No acórdão da decisão, a que o JN teve acesso, lê-se que a SAD do Benfica só iria a julgamento se o crime tivesse sido "cometido em seu nome e no interesse coletivo" das pessoas que nela ocupassem uma posição de liderança ou "sob a autoridade das pessoas com posição de liderança". Posição essa que o arguido Paulo Gonçalves, ex-assessor jurídico do Benfica, não tinha, "já que não foi mandatado pelos corpos sociais para intervir em processos pendentes nos Tribunais judiciais e não estava nas suas funções laborais intervir nos mesmos", segundo a Relação.

"Em parte alguma do inquérito se conclui que os corpos sociais da Benfica SAD, por ação ou omissão, concordaram ou anuíram à conduta do arguido. Ademais o Tribunal entendeu que era necessário demonstrar, para além de que o arguido Gonçalves agisse em nome da Benfica SAD, que a própria SAD quisesse a conduta. Tal não foi demonstrado", pode ler-se no documento. Para o desembargador, não ficou demonstrado, "porque não foi investigado sequer", que "a estrutura dirigente da SAD haja de alguma forma querido a conduta" de Paulo Gonçalves.

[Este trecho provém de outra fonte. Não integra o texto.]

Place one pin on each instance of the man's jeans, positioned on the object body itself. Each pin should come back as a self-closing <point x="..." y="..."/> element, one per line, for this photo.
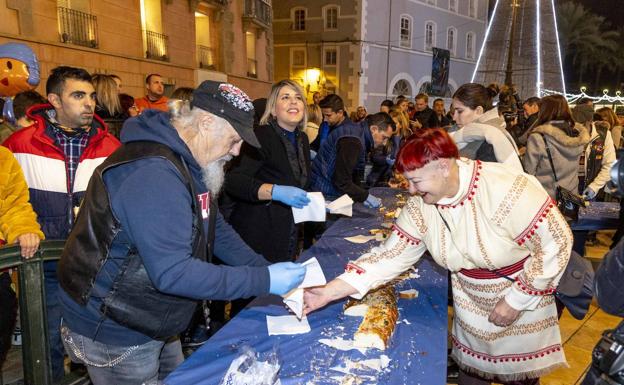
<point x="53" y="309"/>
<point x="145" y="364"/>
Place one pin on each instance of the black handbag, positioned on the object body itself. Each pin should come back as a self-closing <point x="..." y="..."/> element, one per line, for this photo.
<point x="568" y="202"/>
<point x="576" y="287"/>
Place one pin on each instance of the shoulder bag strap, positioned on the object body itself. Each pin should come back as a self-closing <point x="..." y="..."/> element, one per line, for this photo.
<point x="552" y="165"/>
<point x="458" y="249"/>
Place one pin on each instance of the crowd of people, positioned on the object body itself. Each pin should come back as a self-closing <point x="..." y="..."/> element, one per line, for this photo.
<point x="167" y="202"/>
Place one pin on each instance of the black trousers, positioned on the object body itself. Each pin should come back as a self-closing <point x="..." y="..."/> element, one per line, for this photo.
<point x="8" y="314"/>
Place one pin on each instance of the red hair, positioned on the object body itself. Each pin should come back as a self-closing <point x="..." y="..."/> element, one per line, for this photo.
<point x="424" y="146"/>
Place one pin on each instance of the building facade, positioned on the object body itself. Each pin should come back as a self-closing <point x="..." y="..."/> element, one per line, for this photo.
<point x="186" y="41"/>
<point x="370" y="50"/>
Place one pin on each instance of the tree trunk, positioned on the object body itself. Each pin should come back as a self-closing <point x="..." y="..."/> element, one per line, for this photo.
<point x="597" y="82"/>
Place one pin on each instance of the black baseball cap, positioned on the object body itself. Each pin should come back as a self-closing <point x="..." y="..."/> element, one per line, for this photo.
<point x="230" y="103"/>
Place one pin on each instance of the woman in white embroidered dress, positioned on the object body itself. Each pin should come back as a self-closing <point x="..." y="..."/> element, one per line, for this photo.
<point x="485" y="223"/>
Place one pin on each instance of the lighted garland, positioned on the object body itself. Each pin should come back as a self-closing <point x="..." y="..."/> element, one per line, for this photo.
<point x="573" y="98"/>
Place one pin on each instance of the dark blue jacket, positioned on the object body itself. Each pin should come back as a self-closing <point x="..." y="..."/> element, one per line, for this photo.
<point x="324" y="163"/>
<point x="153" y="205"/>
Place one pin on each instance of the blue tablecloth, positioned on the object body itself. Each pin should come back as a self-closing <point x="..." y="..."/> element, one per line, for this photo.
<point x="598" y="216"/>
<point x="417" y="349"/>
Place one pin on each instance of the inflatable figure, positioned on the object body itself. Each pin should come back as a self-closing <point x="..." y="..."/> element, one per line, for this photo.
<point x="19" y="71"/>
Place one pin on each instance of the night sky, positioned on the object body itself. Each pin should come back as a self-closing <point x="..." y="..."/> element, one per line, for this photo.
<point x="612" y="10"/>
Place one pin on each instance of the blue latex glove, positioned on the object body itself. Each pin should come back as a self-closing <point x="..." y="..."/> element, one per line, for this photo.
<point x="285" y="276"/>
<point x="589" y="194"/>
<point x="290" y="195"/>
<point x="372" y="201"/>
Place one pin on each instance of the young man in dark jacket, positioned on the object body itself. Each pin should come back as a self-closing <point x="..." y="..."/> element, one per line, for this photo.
<point x="142" y="244"/>
<point x="339" y="166"/>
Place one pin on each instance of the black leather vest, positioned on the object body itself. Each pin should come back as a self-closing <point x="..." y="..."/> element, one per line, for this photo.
<point x="133" y="301"/>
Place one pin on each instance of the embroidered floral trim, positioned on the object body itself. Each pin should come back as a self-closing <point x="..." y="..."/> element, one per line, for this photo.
<point x="507" y="357"/>
<point x="236" y="97"/>
<point x="403" y="234"/>
<point x="525" y="287"/>
<point x="471" y="188"/>
<point x="539" y="218"/>
<point x="352" y="267"/>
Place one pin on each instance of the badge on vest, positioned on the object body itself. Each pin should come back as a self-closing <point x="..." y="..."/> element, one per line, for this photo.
<point x="204" y="202"/>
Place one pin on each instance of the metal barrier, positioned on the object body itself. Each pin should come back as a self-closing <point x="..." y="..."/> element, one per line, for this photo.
<point x="35" y="348"/>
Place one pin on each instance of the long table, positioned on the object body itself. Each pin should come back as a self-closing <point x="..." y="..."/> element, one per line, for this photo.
<point x="417" y="349"/>
<point x="598" y="216"/>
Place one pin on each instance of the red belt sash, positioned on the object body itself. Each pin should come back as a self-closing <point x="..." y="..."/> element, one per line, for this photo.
<point x="493" y="274"/>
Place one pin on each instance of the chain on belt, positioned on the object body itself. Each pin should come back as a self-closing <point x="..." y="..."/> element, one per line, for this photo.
<point x="80" y="355"/>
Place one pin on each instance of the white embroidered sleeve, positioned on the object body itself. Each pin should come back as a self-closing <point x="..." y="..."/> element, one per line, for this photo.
<point x="548" y="240"/>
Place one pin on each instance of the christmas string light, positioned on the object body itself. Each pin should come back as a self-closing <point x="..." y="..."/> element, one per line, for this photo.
<point x="573" y="98"/>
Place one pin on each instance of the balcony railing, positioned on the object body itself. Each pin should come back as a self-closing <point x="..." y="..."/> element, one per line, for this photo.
<point x="77" y="27"/>
<point x="157" y="46"/>
<point x="220" y="2"/>
<point x="258" y="11"/>
<point x="252" y="68"/>
<point x="206" y="57"/>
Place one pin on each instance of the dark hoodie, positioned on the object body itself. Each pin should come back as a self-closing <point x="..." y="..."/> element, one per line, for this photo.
<point x="153" y="205"/>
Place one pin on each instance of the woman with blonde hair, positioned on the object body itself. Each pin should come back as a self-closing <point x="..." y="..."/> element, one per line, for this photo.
<point x="108" y="105"/>
<point x="402" y="123"/>
<point x="268" y="181"/>
<point x="610" y="117"/>
<point x="555" y="132"/>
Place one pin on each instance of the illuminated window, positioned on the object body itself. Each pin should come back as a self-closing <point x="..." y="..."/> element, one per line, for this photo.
<point x="331" y="57"/>
<point x="298" y="57"/>
<point x="472" y="8"/>
<point x="453" y="5"/>
<point x="451" y="34"/>
<point x="155" y="43"/>
<point x="299" y="16"/>
<point x="429" y="35"/>
<point x="406" y="32"/>
<point x="470" y="45"/>
<point x="331" y="18"/>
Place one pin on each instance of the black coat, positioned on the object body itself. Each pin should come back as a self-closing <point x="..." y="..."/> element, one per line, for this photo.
<point x="608" y="281"/>
<point x="268" y="226"/>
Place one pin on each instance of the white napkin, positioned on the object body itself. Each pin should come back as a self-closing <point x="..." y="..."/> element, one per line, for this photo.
<point x="287" y="324"/>
<point x="313" y="211"/>
<point x="342" y="205"/>
<point x="314" y="277"/>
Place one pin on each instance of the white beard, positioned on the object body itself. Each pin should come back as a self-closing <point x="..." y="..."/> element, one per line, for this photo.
<point x="214" y="175"/>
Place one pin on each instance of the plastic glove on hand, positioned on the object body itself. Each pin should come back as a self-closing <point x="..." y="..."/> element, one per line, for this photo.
<point x="372" y="201"/>
<point x="589" y="194"/>
<point x="290" y="195"/>
<point x="285" y="276"/>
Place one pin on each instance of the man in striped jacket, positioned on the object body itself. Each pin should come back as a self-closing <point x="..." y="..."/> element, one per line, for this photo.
<point x="58" y="154"/>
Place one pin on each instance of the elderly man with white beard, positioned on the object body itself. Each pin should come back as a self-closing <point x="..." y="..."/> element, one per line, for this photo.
<point x="139" y="256"/>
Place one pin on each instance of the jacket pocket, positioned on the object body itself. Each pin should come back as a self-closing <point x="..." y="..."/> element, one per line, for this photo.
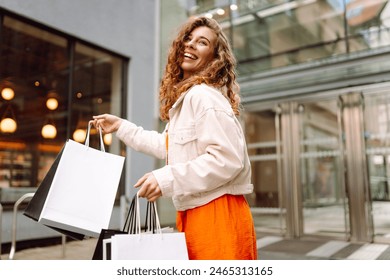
<point x="185" y="135"/>
<point x="185" y="144"/>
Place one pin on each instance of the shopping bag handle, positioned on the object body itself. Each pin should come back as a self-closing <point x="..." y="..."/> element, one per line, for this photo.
<point x="138" y="217"/>
<point x="100" y="136"/>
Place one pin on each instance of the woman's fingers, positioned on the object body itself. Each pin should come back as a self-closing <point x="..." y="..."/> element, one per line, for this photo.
<point x="149" y="187"/>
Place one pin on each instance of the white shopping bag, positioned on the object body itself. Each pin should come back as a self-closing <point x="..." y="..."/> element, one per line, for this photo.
<point x="163" y="245"/>
<point x="83" y="189"/>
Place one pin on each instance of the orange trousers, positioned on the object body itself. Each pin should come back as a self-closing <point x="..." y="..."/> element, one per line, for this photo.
<point x="220" y="230"/>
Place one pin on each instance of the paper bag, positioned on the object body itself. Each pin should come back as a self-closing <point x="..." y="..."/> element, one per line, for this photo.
<point x="83" y="189"/>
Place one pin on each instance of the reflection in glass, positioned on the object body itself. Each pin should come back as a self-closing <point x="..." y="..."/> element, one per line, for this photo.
<point x="323" y="190"/>
<point x="262" y="133"/>
<point x="36" y="114"/>
<point x="377" y="126"/>
<point x="268" y="34"/>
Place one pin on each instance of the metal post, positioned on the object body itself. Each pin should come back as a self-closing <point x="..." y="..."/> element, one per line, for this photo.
<point x="63" y="239"/>
<point x="16" y="206"/>
<point x="1" y="227"/>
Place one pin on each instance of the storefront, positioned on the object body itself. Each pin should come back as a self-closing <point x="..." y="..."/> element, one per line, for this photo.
<point x="51" y="86"/>
<point x="314" y="79"/>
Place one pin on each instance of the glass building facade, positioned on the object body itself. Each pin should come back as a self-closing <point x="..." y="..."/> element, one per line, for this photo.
<point x="314" y="83"/>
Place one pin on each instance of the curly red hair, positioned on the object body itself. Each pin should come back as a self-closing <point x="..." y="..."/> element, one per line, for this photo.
<point x="219" y="73"/>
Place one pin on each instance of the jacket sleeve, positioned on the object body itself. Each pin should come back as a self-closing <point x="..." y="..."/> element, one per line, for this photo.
<point x="145" y="141"/>
<point x="221" y="156"/>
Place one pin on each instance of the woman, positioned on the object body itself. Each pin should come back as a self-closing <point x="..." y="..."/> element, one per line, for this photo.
<point x="208" y="170"/>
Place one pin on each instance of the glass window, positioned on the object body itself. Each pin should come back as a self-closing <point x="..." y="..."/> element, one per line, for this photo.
<point x="267" y="34"/>
<point x="51" y="86"/>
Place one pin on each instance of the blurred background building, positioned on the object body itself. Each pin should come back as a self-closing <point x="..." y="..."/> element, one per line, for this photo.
<point x="315" y="85"/>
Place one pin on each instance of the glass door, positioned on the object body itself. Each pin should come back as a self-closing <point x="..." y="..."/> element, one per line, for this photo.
<point x="263" y="138"/>
<point x="377" y="134"/>
<point x="324" y="202"/>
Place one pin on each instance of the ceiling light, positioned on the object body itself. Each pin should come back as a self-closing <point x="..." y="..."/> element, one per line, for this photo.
<point x="49" y="131"/>
<point x="7" y="93"/>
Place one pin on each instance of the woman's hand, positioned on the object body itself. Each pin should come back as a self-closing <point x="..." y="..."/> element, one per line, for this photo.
<point x="108" y="123"/>
<point x="149" y="187"/>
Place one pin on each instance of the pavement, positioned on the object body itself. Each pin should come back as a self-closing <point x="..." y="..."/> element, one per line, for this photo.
<point x="269" y="248"/>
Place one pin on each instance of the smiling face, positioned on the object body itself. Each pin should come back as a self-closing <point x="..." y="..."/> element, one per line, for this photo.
<point x="199" y="50"/>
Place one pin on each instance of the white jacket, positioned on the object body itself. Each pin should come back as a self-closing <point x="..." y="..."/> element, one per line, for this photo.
<point x="207" y="153"/>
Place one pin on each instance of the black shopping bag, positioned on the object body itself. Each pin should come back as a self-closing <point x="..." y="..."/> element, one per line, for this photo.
<point x="128" y="228"/>
<point x="105" y="234"/>
<point x="63" y="201"/>
<point x="35" y="206"/>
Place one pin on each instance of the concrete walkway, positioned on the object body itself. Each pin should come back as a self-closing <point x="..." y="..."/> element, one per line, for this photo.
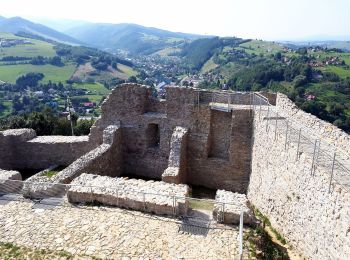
<point x="111" y="233"/>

A decisão do juiz desembargador Rui Teixeira confirma a da juíza Ana Peres que, na fase de instrução, considerou que a SAD encarnada - acusada pelo Ministério Público (MP) de corrupção ativa, oferta ou recebimento indevido de vantagem e falsidade informática - não tinha responsabilidade nos factos descritos pelo MP.

Ana Peres entendeu, em dezembro de 2018, levar a julgamento apenas Paulo Gonçalves e o oficial de justiça José Silva, considerando que "os factos atribuídos a Paulo Gonçalves não podiam ser imputados diretamente à SAD do Benfica", já que o assessor jurídico "não fazia parte dos órgãos sociais da pessoa coletiva, nem representava a pessoa coletiva", considerando-o um "subalterno". Antes, o procurador do Ministério Público Valter Alves já tinha decidido não acusar Luís Filipe Vieira e outros dirigentes benfiquistas.

A decisão de Ana Peres motivou um recurso do Ministério Público para o Tribunal da Relação de Lisboa, que hoje se reuniu para nova deliberação.

Quanto ao arguido Júlio Loureiro, afastado na fase de instrução, vai ser levado a julgamento, decidiu o Tribunal da Relação.